Milk and Scott meet resistance from neighborhood shop keepers, as well as the closeted gay establishment, who wanted to select “safe” non-confrontational standard bearers, and Milk was more a W.E.B. DuBois radical changer than a Booker T. Washington accommodationist/incrementalist, advocating keeping old boundaries and achieving within the old social order without overthrowing it. His soap box rant of being “here to recruit you” sent shudders down the spines of accommodationist people not wanting to tell their parents, their boss, or their wife that they were gay.
Milk lost Board of Supervisor elections thrice, but on the way built connections to labor by boycotting Coor's Beer and forging alliances with the Teamster's Union. His pursuit of elective office also lost Scott Smith, but he picks up a series of characters such as Cleve Jones (Emile Hirsch) and Jack Lira (Diego Luna).
In 1977 San Francisco went to a district vote for supervisor rather than the previous at-large method. This brought Dan White (Josh Brolin), a southeast working class Irish Catholic and former police and fireman a chance for election as well, and Milk and White became uncomfortable political allies.

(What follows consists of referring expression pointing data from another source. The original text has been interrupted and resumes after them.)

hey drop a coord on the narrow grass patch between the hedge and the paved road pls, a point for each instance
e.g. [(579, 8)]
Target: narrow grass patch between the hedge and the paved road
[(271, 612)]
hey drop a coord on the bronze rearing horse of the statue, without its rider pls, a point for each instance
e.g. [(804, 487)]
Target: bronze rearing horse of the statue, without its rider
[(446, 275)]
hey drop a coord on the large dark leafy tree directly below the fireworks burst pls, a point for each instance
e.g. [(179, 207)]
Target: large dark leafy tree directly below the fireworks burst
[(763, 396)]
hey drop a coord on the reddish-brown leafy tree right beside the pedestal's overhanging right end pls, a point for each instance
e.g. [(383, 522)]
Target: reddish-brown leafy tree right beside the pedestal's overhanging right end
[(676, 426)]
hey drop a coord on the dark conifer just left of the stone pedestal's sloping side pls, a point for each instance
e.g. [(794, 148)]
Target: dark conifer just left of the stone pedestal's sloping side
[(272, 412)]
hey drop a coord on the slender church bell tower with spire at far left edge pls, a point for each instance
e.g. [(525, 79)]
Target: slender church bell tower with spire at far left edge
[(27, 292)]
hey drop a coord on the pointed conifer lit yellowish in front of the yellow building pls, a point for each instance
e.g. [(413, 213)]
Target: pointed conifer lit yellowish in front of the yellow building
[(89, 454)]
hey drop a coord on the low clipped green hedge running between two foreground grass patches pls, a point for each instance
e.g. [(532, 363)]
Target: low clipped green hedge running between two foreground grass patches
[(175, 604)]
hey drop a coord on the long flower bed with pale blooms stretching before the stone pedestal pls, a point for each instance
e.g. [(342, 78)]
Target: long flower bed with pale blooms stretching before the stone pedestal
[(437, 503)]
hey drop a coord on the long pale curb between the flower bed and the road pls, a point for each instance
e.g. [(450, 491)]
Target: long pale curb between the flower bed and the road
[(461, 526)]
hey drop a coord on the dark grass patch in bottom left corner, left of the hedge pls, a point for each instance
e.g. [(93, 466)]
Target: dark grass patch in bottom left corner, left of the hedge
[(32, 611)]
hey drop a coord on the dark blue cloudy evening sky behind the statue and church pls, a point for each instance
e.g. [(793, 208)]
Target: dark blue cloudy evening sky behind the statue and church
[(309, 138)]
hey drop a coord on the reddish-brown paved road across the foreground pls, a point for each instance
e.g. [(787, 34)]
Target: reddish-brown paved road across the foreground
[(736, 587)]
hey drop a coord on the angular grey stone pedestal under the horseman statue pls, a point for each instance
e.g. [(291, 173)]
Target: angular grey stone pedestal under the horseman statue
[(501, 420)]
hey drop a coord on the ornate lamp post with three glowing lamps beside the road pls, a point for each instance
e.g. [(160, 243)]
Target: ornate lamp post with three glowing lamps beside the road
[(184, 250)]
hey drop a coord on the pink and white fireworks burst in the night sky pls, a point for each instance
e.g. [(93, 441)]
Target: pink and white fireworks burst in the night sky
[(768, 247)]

Josh Brolin plays this part better than Dan White played himself in the newsreel footage used in the 1984 documentary. Brolin shows the character's confusion and obsession, a man with many guiding principles, but a contrasting uncertainty as to who he was and what he really stood for. Brolin has proven himself to be a versatile actor, drawing unpopular roles and playing them to the hilt. For example, he plays George W. Bush in last year's W, a movie well worth viewing if you can disarm yourself to see Bush in an unusual, and to some, sympathetic light.
Both White and Milk are elected—Milk as the first known-to-be-gay official elected in the country.

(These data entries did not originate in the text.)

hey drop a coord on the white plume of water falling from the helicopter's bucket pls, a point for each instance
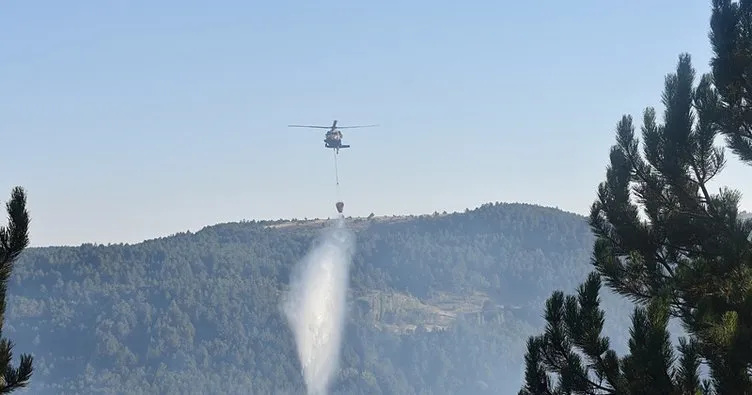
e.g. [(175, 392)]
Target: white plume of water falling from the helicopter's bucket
[(316, 305)]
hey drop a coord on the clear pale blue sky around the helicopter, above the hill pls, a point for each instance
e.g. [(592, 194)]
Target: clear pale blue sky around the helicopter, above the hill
[(129, 120)]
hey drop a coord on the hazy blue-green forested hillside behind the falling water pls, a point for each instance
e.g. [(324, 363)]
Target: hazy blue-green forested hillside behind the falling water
[(440, 304)]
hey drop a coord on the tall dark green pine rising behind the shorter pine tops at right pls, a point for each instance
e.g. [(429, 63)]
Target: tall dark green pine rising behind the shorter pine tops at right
[(690, 249)]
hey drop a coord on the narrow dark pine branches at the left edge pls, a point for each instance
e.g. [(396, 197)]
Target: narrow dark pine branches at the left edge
[(13, 240)]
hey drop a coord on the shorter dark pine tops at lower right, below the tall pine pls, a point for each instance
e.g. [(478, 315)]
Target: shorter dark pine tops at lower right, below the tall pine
[(573, 349)]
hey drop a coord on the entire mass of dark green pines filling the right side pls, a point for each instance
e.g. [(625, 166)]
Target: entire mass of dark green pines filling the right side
[(667, 242)]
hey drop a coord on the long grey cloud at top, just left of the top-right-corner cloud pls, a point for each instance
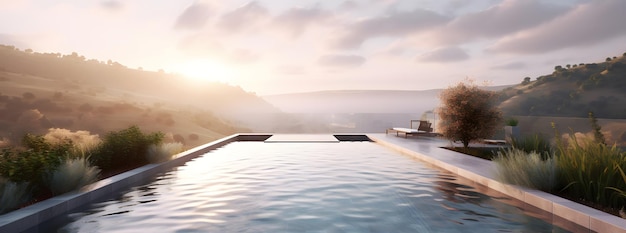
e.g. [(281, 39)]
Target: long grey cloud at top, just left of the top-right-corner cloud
[(507, 17)]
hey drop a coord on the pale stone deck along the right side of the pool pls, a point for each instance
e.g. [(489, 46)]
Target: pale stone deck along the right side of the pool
[(428, 149)]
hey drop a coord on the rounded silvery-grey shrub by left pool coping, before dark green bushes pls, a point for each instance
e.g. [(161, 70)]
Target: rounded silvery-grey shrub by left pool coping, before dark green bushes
[(71, 175)]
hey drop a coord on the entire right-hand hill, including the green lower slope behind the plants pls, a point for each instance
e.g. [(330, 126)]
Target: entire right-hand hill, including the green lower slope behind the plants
[(566, 97)]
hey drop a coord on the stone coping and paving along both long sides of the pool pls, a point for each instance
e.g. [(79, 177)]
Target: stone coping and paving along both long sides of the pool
[(477, 170)]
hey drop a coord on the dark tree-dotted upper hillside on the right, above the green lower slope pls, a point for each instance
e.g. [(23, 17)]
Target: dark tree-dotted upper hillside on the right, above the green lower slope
[(572, 91)]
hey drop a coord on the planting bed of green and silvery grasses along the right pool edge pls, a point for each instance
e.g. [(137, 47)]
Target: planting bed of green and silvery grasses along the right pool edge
[(580, 168)]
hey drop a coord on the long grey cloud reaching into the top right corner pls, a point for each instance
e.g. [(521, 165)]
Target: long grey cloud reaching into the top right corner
[(587, 24)]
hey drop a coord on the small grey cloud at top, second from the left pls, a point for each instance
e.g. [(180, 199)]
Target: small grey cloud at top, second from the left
[(243, 17)]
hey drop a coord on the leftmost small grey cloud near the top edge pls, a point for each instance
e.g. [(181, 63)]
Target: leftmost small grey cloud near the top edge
[(194, 17)]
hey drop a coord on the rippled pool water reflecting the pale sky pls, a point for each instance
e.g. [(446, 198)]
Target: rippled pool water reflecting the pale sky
[(306, 187)]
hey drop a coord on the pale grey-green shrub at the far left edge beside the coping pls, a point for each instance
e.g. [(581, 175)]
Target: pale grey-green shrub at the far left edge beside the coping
[(13, 195)]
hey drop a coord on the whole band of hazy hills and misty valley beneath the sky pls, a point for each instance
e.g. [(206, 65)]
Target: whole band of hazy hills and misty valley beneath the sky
[(43, 90)]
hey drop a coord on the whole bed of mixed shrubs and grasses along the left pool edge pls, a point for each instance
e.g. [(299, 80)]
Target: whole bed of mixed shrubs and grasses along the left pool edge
[(63, 161)]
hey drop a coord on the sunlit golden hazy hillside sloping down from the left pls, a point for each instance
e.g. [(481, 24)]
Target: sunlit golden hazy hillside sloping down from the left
[(49, 90)]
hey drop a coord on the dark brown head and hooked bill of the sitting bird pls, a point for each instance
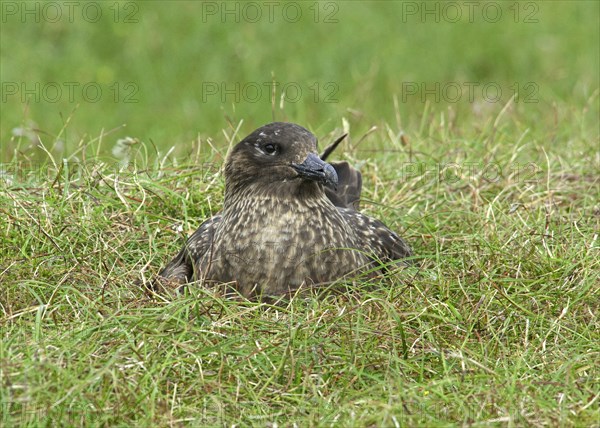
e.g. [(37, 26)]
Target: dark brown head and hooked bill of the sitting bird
[(278, 155)]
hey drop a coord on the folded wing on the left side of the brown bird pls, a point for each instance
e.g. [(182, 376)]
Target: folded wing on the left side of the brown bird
[(181, 269)]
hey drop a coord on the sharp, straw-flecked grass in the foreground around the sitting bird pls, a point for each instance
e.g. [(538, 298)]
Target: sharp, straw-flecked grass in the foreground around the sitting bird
[(498, 325)]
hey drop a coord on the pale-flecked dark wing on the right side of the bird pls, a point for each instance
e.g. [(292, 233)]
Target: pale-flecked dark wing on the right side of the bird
[(374, 237)]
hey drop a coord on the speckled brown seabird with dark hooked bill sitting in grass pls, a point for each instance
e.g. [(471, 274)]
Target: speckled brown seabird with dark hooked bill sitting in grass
[(290, 220)]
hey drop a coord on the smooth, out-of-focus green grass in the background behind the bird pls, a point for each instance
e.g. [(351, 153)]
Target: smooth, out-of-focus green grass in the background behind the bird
[(339, 70)]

The movie focuses on Milk's story via his relationships and situations. After Scott Smith, who could not endure another campaign, and Jones, there is Lira, who becomes a clinging, needy, demanding spouse. Milk acquired new love interests but consistently kept important people in his life. He recruited Annie Kronenberg (Alison Pill), portrayed here stereotypically as a leather-clad, butch lesbian, to manage his ultimately successful campaign.

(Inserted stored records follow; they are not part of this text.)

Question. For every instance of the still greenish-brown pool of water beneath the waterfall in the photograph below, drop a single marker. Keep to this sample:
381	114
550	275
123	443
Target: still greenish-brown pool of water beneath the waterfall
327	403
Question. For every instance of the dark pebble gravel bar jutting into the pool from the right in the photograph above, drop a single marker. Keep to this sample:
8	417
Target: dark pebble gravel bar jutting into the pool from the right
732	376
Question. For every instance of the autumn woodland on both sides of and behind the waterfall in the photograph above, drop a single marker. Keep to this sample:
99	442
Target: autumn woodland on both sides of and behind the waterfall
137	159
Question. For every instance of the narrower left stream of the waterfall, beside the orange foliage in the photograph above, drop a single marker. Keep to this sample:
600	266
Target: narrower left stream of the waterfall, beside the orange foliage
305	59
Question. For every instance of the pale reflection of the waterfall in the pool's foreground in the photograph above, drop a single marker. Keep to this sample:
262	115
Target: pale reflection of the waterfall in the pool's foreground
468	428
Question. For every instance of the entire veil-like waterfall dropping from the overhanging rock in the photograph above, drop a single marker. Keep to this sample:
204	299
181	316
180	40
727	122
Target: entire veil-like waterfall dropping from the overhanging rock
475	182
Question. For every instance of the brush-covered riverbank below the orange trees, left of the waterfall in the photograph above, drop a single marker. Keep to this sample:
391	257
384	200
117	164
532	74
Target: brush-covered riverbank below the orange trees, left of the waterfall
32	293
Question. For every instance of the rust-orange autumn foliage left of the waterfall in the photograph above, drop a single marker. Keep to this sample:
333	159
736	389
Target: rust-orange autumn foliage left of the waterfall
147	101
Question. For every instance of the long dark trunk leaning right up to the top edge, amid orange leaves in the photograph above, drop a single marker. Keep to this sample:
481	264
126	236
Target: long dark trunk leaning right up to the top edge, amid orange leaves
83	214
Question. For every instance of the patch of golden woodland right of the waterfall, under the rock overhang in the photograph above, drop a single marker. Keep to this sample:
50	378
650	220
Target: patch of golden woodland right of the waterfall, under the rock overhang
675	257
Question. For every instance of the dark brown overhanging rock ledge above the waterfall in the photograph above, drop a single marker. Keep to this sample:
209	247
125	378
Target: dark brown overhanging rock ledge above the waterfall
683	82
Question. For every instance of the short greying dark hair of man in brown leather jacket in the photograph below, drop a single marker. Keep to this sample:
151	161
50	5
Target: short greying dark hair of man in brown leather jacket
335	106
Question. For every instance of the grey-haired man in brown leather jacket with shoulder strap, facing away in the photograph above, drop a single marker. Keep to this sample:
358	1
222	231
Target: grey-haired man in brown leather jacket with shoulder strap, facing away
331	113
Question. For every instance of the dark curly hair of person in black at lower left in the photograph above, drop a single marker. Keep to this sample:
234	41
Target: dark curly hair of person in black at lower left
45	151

The most fateful relationship is between Milk and White. There are attempts at bridge-building but also stereotyping. White is seen as a devout family man and Catholic, but there are undercurrents that White himself may have been a repressed gay man. The erratic and confused White resigned his supervisor post, and then felt he deserved re-instatement. Milk conspired with George Moscone to block re-instatement, and this was the flashpoint for White's solution: assassinate both.
The subsequent trial, later release, and then suicide of Dan White are a footnote to this tragedy. He served a brief sentence for manslaughter, claiming that “Twinkies” and sugar-highs caused his momentary insanity. We attend national meetings in San Francisco at the Moscone Center, named for the slain mayor.
Milk, the martyr to his cause, is aptly memorialized in this movie. Penn brings him back to life. The hot-button political issues of 1978 are echoed in today's political market place. Milk in life, and Penn on the screen, urged people to be themselves and open their lives to their families and friends.
Milk succeeds as a biopic and tribute to a leader of a movement still in progress. Many may claim that this violates their personal religious convictions, but as Roger Ebert intoned in his review, sometimes it takes someone brave enough to stand up like Milk, or as in the case of Rosa Parks, sit down.
As for Milk, sit or stand as you will on these issues, agree with him or loathe him, “No man is an island…. Any man's death diminishes me, because I am [and all care givers are] involved in mankind; and therefore, never send to know for whom the bell tolls; it tolls for thee.”
Rest in peace, Harvey Milk. Your dream is being brought to fruition.